Ragnar Kjartansson’s second installment of “Romantic Songs for the Patriarchy” prompts a personal reckoning for the artist.

In 1943, Hilla Rebay asked Frank Lloyd Wright to design a “temple for the spirit” to house Solomon R. Guggenheim’s art collection; this weekend, a feminist performance piece by the artist Ragnar Kjartansson will transform the museum into a deceptively gorgeous “church of pain.” Stationed throughout the building’s iconic rotunda are female and nonbinary musicians performing an ethereal patchwork of acoustic pop songs, all arranged in the same key to sonically complement each other. But step closer and the lyrics come into focus: “You let me violate you / You let me desecrate you” or “I'm pulling you close / You just say no / You say you don't like it / But girl I know you're a liar.”
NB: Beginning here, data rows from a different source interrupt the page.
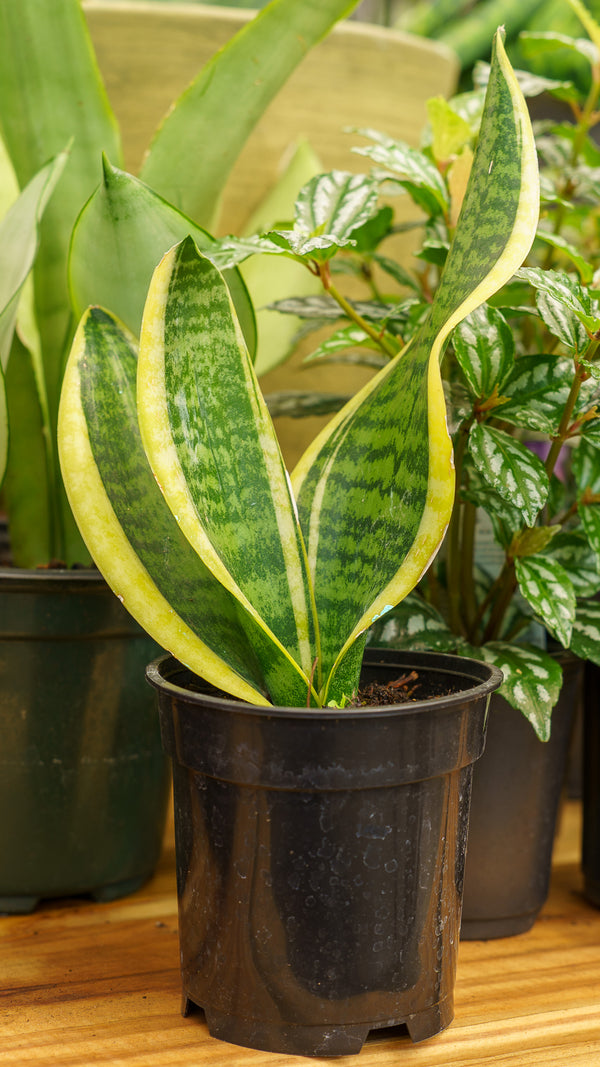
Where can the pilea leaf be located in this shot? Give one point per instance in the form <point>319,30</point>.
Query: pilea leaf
<point>547,587</point>
<point>510,468</point>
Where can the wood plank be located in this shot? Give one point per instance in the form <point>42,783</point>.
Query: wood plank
<point>85,984</point>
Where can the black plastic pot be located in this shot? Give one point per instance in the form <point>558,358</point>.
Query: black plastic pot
<point>320,856</point>
<point>517,787</point>
<point>590,850</point>
<point>83,780</point>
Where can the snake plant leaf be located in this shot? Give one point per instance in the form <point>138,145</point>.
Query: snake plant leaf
<point>19,236</point>
<point>573,552</point>
<point>510,468</point>
<point>53,95</point>
<point>374,515</point>
<point>539,385</point>
<point>3,426</point>
<point>532,681</point>
<point>212,449</point>
<point>546,586</point>
<point>132,536</point>
<point>19,239</point>
<point>485,349</point>
<point>130,228</point>
<point>205,131</point>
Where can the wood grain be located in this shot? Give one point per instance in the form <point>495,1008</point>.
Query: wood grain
<point>85,984</point>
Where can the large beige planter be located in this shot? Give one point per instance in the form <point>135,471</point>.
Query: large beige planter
<point>359,76</point>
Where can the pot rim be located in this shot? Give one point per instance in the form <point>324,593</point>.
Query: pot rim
<point>446,664</point>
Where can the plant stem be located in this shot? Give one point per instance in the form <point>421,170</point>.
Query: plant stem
<point>377,336</point>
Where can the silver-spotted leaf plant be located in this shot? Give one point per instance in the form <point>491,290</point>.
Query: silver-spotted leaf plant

This is the second iteration of “Romantic Songs of the Patriarchy,” a 2018 work by Kjartansson, the Icelandic artist best known for his video installation “The Visitors,” which the Guardian named the best art piece of the 21st century. Formally, “Romantic Songs of the Patriarchy” is an exercise in recontextualization; songs like The Rolling Stones’ “Under My Thumb” and Neil Diamond’s “Girl, You’ll Be a Woman Soon” really do take on a new meaning when people who could be the songs’ subjects sing them on repeat for 90 minutes at a time.

“When it becomes this dense atmosphere, I think that it really embodies what it feels like to be oppressed,” says musical director Kendra McKinley, who also performs in it. “It’s coming at you from every direction, these fragments of triggering words trailing in and out, and you can’t escape it.”